The King of Debt is even farther from fulfilling his pledge make the nation debt-free. But, by golly, he remains the King of Debt.
The president’s latest proposed budget is a doozy. It’s a record-setting $4.75 trillion. The debt? It stands at $22 trillion. It’s growing too, right along with the size of the annual budget deficit.
Those of us who call ourselves “deficit hawks” must be twisting ourselves into knots. I am.
I don’t like my government running up so much debt. I didn’t like it when George W. Bush did it after inheriting a balanced budget from Bill Clinton. Then President Bush handed the presidency over to Barack Obama, who then rang up even more staggering debt, even while whittling down the annual deficit by roughly two-thirds before he handed the White House keys over to Donald Trump.
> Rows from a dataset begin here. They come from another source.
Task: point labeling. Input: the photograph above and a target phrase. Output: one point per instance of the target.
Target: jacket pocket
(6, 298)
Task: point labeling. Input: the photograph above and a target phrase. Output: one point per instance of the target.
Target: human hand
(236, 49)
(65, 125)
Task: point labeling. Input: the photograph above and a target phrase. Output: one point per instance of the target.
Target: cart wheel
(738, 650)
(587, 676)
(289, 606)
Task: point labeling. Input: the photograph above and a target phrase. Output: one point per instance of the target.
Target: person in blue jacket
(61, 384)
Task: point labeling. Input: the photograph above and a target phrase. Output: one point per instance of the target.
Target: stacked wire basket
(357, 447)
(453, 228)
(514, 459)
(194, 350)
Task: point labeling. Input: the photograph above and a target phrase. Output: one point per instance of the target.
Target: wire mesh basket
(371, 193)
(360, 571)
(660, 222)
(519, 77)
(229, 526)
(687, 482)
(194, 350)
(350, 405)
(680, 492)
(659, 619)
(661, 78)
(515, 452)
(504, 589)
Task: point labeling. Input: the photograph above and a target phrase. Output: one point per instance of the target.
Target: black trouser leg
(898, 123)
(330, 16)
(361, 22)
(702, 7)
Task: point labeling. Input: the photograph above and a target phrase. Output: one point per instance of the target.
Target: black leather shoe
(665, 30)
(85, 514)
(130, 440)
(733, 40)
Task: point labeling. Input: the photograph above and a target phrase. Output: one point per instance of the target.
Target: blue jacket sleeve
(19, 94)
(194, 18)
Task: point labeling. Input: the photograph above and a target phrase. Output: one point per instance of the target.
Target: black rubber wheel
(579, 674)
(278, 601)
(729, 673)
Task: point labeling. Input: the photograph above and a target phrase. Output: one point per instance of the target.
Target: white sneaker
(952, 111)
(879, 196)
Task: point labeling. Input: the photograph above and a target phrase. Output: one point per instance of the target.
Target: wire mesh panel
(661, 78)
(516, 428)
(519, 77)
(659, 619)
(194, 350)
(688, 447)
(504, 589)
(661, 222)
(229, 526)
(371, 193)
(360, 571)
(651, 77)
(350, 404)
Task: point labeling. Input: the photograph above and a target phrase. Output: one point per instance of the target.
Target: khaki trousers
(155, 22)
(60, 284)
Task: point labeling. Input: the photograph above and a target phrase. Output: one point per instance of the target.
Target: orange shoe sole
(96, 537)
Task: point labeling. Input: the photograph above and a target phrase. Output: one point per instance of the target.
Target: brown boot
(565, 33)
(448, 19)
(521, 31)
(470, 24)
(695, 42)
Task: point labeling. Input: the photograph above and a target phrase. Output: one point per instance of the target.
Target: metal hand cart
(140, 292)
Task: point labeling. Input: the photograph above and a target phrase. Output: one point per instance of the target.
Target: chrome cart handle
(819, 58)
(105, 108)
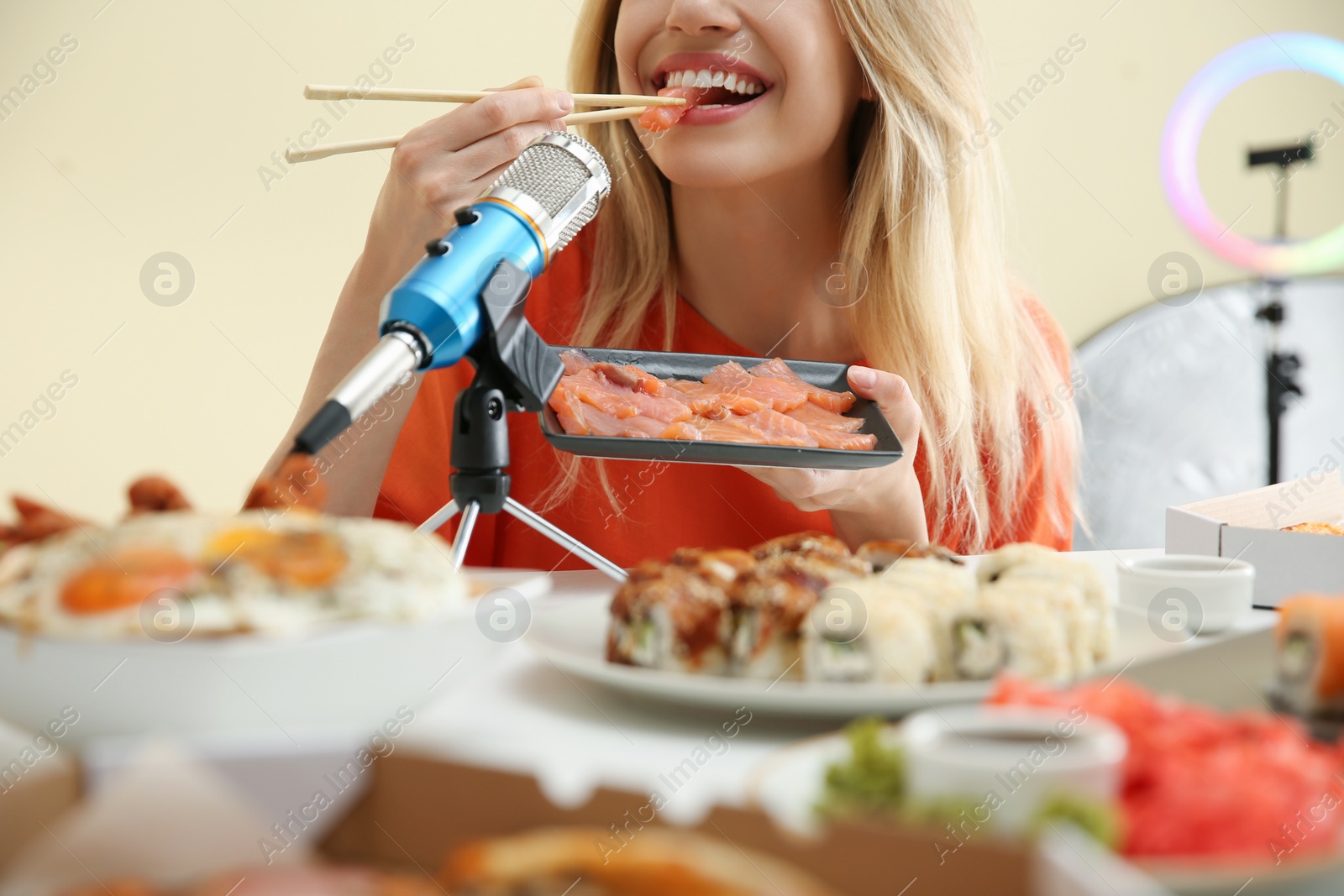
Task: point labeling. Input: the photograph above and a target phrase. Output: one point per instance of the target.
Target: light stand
(515, 371)
(1280, 367)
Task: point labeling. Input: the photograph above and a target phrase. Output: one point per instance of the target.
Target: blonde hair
(924, 222)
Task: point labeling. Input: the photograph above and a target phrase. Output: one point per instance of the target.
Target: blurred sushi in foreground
(803, 606)
(1018, 562)
(669, 617)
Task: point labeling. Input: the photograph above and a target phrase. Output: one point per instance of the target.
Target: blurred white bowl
(349, 679)
(346, 679)
(1010, 761)
(1187, 594)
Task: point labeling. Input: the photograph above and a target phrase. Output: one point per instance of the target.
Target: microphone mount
(515, 371)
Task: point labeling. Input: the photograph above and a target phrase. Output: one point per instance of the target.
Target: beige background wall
(151, 136)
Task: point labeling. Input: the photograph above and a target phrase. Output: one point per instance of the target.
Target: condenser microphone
(443, 308)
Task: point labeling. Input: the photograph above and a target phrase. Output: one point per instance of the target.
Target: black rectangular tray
(694, 367)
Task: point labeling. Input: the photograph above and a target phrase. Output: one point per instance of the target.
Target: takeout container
(694, 367)
(1249, 527)
(420, 808)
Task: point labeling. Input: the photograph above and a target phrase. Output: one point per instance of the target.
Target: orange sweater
(663, 506)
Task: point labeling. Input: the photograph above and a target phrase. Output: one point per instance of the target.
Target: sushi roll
(884, 553)
(721, 566)
(1016, 627)
(671, 617)
(936, 591)
(770, 606)
(1041, 563)
(894, 642)
(1310, 656)
(806, 543)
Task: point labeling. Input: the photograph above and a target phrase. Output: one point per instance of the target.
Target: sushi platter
(573, 634)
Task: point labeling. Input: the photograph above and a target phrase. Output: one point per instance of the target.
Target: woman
(837, 208)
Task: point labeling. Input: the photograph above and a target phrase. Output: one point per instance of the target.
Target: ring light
(1186, 123)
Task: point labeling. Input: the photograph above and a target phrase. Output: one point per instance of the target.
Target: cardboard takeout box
(1249, 527)
(420, 808)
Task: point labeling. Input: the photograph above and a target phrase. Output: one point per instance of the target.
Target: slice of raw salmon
(732, 380)
(816, 417)
(663, 117)
(777, 429)
(844, 441)
(777, 369)
(611, 398)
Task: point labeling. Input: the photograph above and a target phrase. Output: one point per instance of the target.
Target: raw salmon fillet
(768, 405)
(663, 117)
(776, 369)
(734, 380)
(817, 417)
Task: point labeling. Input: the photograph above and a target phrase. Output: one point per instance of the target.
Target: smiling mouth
(716, 87)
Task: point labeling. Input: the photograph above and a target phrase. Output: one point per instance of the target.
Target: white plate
(530, 584)
(349, 679)
(571, 633)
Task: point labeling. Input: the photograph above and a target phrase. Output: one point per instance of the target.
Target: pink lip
(717, 62)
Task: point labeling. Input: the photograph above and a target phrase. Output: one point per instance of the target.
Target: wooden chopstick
(333, 92)
(387, 143)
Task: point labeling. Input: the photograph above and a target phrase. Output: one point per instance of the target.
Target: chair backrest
(1173, 407)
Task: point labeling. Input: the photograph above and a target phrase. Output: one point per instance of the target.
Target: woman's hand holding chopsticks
(449, 161)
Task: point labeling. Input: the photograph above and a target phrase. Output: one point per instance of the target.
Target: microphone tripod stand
(1280, 367)
(515, 371)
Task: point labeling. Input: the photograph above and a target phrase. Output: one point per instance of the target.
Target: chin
(710, 157)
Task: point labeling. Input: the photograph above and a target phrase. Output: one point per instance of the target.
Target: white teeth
(706, 78)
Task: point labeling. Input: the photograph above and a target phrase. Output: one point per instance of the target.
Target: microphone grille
(553, 172)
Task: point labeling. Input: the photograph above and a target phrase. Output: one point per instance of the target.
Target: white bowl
(346, 680)
(1007, 761)
(1186, 594)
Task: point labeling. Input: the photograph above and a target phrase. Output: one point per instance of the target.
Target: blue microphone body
(434, 316)
(438, 297)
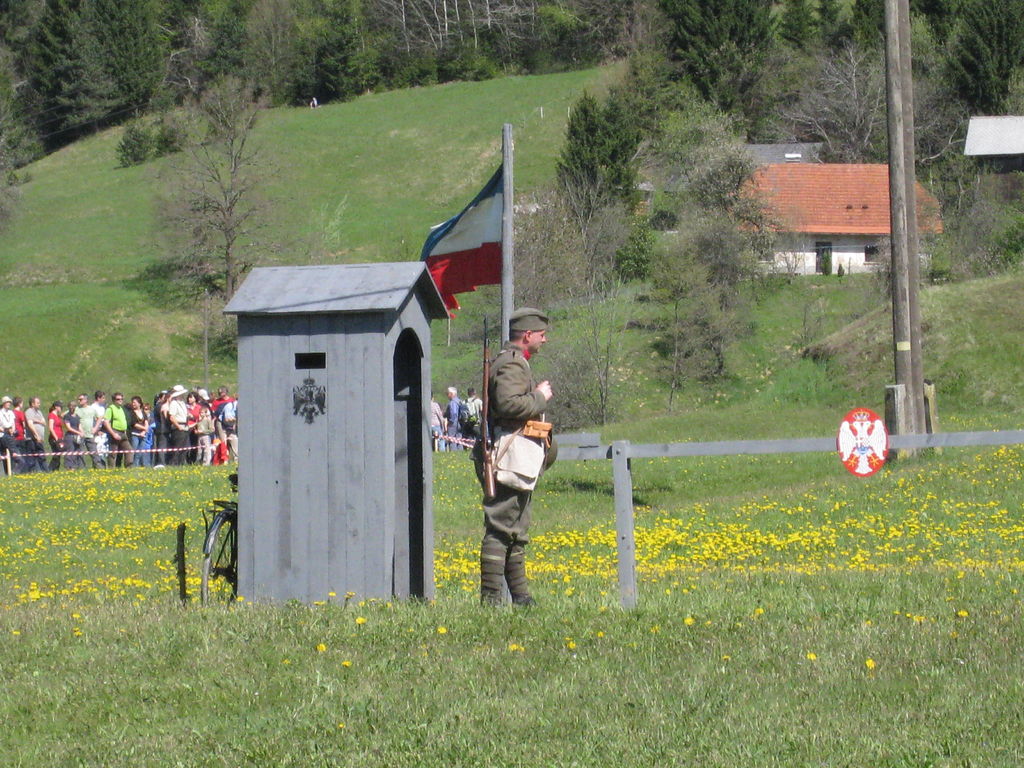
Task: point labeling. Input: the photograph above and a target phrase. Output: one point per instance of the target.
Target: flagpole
(508, 229)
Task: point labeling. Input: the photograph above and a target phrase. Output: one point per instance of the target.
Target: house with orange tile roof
(828, 216)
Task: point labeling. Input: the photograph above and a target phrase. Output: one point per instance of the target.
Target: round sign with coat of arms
(862, 442)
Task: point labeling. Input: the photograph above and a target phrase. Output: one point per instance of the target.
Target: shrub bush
(136, 144)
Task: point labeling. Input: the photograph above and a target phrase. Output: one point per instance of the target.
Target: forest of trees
(702, 78)
(71, 67)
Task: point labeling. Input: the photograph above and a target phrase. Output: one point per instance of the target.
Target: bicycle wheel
(220, 559)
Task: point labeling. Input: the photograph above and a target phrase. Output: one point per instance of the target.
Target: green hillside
(364, 180)
(355, 181)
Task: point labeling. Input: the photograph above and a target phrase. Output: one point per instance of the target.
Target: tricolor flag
(466, 250)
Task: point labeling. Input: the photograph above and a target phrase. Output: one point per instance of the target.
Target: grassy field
(790, 614)
(356, 181)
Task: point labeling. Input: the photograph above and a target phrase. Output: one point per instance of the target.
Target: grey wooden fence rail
(588, 448)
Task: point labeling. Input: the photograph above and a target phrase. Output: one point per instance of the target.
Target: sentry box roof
(335, 288)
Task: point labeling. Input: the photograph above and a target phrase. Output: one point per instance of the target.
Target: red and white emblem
(862, 442)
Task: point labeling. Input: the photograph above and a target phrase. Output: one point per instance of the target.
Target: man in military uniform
(514, 399)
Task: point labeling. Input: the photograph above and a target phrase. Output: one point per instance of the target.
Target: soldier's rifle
(489, 489)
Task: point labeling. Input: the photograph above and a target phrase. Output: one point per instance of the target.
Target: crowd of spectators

Trump, of course, had made many bodacious boasts about what he would do as president.
He cut taxes for a lot of rich Americans. The job growth, which has been stellar during his two years as president, hasn’t yet produced enough revenue to counteract the revenue lost by the tax reductions.
Now comes a proposed budget. He wants to slice domestic spending by 5 percent across the board while increasing defense spending.
Trump is going to hand out blame to congressional Democrats. He won’t accept any of it himself for the debt that continues to zoom into the budgetary stratosphere. That’s not his modus operandi. He is hard wired to take credit he doesn’t deserve and pass of blame when he should step up and take responsibility.
The King of Debt is alive and well. The debt destroyer is long gone.